Big data requires a way to perform big queries, which brings us to the topic of today’s episode, Google BigQuery. Today’s data is complex, and handling it requires a massive investment in system architecture and hardware. It doesn’t end there, though. You need strategies for scalability. Then, it needs to be managed and maintained. The result, a system where queries can still take minutes to hours to run but what’s more important, developing the infrastructure or finding insights from your data? Well, this is where Google BigQuery comes in.
It’s a fully-managed, massive-scale, low-cost enterprise data warehouse, running on top of Google’s proven compute, storage, and networking infrastructure. So by replacing the typical hardware setup for a traditional data warehouse, with the BigQuery service, there’s no infrastructure to manage, no database administrator. BigQuery can serve as a collective whole for all analytical data in your organization. BigQuery is fantastic for running ad hoc queries and aggregating queries across extremely large data sets and it’s really fast.
It can scan terabytes in seconds and petabytes in minutes. This makes interactive self-service exploration of massive data sets viable, which means better analysis, more creativity, and you can drive more interesting insights from your data. BigQuery does not replace every enterprise data stored, though. For instance, it’s not an online transaction processing system and it’s not geared towards applying changes as they happen. Since BigQuery is a self-contained, cloud-based solution, it’s also not an on-premise solution. Query and storage resources are allocated dynamically based on your usage patterns.

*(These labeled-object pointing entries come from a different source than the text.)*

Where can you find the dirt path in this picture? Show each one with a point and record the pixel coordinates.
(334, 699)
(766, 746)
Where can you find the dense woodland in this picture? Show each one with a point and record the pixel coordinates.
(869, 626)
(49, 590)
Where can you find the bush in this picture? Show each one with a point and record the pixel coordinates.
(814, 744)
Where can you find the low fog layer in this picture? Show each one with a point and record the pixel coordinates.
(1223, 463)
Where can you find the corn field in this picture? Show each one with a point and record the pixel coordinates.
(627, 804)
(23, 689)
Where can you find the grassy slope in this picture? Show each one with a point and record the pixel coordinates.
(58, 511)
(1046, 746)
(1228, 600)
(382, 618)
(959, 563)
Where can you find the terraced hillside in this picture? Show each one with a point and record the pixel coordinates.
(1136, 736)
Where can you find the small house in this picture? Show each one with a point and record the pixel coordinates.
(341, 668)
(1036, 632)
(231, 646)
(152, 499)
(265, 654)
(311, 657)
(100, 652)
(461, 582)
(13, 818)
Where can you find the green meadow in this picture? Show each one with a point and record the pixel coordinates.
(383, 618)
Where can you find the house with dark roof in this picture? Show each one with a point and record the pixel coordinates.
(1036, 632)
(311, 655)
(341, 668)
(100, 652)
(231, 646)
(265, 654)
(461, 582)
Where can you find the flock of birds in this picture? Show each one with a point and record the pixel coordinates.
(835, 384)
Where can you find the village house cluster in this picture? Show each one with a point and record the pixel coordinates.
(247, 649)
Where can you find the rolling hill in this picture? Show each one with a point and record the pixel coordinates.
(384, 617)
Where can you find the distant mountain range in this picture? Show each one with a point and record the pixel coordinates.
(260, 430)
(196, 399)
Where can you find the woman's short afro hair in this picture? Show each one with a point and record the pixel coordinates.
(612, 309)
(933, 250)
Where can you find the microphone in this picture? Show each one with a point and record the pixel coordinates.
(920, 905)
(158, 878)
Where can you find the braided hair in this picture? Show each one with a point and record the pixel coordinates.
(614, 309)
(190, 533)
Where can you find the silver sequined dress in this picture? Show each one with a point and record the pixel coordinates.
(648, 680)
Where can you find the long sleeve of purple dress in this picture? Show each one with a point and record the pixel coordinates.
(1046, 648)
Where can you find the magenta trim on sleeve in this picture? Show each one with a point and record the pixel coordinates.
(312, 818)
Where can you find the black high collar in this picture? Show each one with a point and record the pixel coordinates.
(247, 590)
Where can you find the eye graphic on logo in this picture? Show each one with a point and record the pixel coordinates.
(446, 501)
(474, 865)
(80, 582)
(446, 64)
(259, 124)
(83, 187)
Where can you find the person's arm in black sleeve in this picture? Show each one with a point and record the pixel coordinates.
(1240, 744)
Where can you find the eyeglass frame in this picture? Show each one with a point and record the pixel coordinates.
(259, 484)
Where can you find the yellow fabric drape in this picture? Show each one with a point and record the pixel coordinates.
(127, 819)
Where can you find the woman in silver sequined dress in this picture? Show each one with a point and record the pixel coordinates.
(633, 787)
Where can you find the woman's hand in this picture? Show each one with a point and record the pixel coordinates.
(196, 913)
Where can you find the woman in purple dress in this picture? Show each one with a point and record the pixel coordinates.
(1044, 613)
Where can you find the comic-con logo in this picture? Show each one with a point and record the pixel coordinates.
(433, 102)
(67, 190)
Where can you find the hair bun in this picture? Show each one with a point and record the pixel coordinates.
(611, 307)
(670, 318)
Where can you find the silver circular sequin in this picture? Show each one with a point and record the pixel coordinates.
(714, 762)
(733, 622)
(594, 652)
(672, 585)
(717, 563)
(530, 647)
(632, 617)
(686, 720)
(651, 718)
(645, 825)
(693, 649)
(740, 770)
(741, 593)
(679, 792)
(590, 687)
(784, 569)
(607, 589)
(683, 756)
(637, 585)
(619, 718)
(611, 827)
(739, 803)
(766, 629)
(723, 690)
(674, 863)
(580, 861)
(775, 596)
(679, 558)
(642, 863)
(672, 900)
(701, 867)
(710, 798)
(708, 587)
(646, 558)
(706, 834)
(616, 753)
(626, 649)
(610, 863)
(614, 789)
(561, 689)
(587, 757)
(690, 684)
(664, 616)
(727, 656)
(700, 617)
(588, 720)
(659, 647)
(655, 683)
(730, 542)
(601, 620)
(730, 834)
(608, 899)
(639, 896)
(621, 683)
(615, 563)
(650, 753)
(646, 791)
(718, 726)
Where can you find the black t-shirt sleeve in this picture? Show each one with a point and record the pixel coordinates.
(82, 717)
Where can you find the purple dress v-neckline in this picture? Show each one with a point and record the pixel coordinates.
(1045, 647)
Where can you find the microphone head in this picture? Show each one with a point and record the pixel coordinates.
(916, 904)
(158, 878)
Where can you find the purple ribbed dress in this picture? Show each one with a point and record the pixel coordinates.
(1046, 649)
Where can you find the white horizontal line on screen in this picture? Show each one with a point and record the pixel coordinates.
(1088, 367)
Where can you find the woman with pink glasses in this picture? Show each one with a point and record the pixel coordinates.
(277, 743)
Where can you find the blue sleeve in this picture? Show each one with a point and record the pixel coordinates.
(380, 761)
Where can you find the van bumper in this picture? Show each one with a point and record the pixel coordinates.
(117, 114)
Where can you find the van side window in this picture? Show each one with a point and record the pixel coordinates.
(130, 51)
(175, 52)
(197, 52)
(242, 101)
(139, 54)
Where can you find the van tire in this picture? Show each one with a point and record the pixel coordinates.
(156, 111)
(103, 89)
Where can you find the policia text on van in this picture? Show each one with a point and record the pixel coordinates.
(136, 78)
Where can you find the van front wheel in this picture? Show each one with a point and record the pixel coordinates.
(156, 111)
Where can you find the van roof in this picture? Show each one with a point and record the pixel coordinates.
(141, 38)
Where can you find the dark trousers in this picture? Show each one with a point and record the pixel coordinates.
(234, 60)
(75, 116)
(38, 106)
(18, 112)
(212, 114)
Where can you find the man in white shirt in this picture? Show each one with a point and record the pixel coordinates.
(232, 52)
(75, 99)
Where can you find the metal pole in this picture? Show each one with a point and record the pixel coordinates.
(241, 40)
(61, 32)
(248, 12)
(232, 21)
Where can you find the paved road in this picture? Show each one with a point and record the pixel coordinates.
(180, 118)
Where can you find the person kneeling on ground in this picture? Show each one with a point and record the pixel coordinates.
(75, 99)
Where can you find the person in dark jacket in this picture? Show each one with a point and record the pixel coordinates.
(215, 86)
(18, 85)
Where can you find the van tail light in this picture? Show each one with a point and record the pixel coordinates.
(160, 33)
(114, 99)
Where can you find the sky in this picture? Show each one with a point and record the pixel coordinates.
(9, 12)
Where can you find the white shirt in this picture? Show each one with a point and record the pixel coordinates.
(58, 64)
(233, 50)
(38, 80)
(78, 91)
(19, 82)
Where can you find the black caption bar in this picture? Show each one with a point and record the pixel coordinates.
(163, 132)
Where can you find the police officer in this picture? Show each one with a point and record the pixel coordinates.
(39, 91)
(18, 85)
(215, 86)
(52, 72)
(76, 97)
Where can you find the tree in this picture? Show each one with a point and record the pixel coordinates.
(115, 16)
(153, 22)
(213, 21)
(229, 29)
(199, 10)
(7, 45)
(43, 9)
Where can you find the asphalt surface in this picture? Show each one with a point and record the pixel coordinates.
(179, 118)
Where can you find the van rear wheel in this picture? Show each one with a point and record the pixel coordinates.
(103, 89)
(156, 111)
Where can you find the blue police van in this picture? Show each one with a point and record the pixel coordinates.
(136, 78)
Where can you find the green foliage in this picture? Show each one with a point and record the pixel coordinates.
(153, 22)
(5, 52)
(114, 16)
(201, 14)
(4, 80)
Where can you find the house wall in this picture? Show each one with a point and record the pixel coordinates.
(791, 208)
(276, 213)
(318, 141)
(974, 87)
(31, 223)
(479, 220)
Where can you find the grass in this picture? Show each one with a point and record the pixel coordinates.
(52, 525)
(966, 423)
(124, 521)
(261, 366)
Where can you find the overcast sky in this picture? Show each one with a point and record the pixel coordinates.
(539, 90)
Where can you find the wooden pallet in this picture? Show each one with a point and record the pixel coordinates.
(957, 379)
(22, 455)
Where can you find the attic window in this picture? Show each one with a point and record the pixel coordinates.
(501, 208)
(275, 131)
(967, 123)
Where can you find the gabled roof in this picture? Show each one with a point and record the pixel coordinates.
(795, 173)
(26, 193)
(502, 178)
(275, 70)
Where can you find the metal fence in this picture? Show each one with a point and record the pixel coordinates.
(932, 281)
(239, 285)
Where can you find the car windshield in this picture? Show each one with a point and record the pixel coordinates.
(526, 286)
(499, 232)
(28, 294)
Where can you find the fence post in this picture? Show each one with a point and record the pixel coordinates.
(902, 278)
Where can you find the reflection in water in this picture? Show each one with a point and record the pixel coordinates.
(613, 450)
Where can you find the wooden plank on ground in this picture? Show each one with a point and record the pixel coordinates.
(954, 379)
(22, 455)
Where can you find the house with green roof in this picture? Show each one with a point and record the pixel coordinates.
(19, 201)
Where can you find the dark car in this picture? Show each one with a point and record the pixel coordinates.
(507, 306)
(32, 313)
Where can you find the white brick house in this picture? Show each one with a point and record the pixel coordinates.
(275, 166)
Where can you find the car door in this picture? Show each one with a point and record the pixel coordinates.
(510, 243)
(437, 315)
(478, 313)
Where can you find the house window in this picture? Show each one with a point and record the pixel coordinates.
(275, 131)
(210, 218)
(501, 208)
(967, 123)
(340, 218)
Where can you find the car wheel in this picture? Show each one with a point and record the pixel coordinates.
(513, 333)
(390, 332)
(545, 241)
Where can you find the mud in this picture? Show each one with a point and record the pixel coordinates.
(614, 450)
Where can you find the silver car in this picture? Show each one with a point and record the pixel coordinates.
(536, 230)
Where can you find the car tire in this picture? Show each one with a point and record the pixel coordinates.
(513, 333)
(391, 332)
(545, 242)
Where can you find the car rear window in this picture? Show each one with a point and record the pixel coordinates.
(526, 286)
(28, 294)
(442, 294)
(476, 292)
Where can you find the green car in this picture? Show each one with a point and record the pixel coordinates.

Got a really big query? BigQuery scales for you, using the processing power of Google’s infrastructure. Sharing and collaboration are easy. You can control access to both the project and your data based on your business needs, such as giving others the ability to view or query your data and because you can use standard SQL queries, anyone can get involved. Replicating data across multiple geographies ensures a 99.9% SLA. You’re always going to be able to access your data and you won’t lose your data. BigQuery also encrypts all data at rest and in-transit by default.
In terms of pricing, BigQuery separates the concepts of storage and compute. This allows you to scale and pay for each independently. You can either choose a pay-as-you-go model or a flat rate monthly price now, the fun part, Qwik Labs. You can check out the links to start the Qwik Labs yourself here. These labs provide an introductory walkthrough of how to load and query data using both BigQuery web UI and the command line tool. Keep in mind that these labs will take about 30 minutes each to complete. At this point in the lab, we’ve loaded a custom data set into the new table. We’re going to preview the table and query the custom data set. Locate the table in BigQuery. Open the table and click Preview to view the data. Click Compose Query. Query the babynames data set.